Wednesday, January 22, 2014

Java Concurrency in Practice



They share process-wide resources such as memory and file handles, but each thread has its own program counter, stack, and local variables.
multiple threads within the same program can be scheduled simultaneously on multiple CPUs.
But without explicit synchronization to coordinate access to shared data, a thread may modify variables that another thread
is in the middle of using, with unpredictable results.
Threads are useful in GUI applications for improving the responsiveness of the user interface, and in server applications
for improving resource utilization and throughput.
GUI applications are inherently asynchronous.

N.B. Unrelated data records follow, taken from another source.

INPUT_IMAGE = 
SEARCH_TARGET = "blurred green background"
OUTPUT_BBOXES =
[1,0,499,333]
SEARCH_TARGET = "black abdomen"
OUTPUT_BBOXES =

Swing and AWT address this problem by creating a separate thread for handling user-initiated
events and updating the graphical view presented to the user. Swing programs achieve their thread safety by confining all access to
GUI components to the event thread. If an application wants to manipulate the GUI from outside the event thread, it must cause the code
that will manipulate the GUI to run in the event thread instead.

If multiple threads access the same mutable state variable without appropriate synchronization, your program is broken. There are three ways to fix it:
Don't share the state variable across threads;
Make the state variable immutable; or
Use synchronization whenever accessing the state variable.
It is far easier to design a class to be thread-safe than to retrofit it for thread safety later.
concurrency bugs are so difficult to reproduce and debug, the benefit of a small performance gain on some infrequently used code path may
well be dwarfed by the risk that the program will fail in the field.
a class is thread-safe when it continues to behave correctly when accessed from multiple threads.
Stateless objects are always thread-safe.
A race condition occurs when getting the right answer relies on lucky timing. (count++, meet friends at Starbucks, Lazy Initialization)
To ensure thread safety, check-then-act operations (like lazy initialization) and read-modify-write operations (like increment) must always be atomic.

@ThreadSafe
public class CountingFactorizer implements Servlet {
    private final AtomicLong count = new AtomicLong(0);

    public long getCount() { return count.get(); }

    public void service(ServletRequest req, ServletResponse resp) {
        BigInteger i = extractFromRequest(req);
        BigInteger[] factors = factor(i);
        count.incrementAndGet();
        encodeIntoResponse(resp, factors);
    }
}

Where practical, use existing thread-safe objects, like AtomicLong, to manage your class's state. this makes it easier to maintain and verify thread safety.

A synchronized block has two parts: a reference to an object that will serve as the lock, and a block of code to be guarded by that lock.
A synchronized method is a shorthand for a synchronized block that spans an entire method body, and whose lock is the object on which
the method is being invoked. (Static synchronized methods use the Class object for the lock.)
intrinsic locks are reentrant, if a thread tries to acquire a lock that it already holds, the request succeeds.
Reentrancy is implemented by associating with each lock an acquisition count and an owning thread.
if synchronization is used to coordinate access to a variable, it is needed everywhere that variable is accessed. Further,
when using locks to coordinate access to a variable, the same lock must be used wherever that variable is accessed.
Code auditing tools like FindBugs can identify when a variable is frequently but not always accessed with a lock held, which may indicate a bug.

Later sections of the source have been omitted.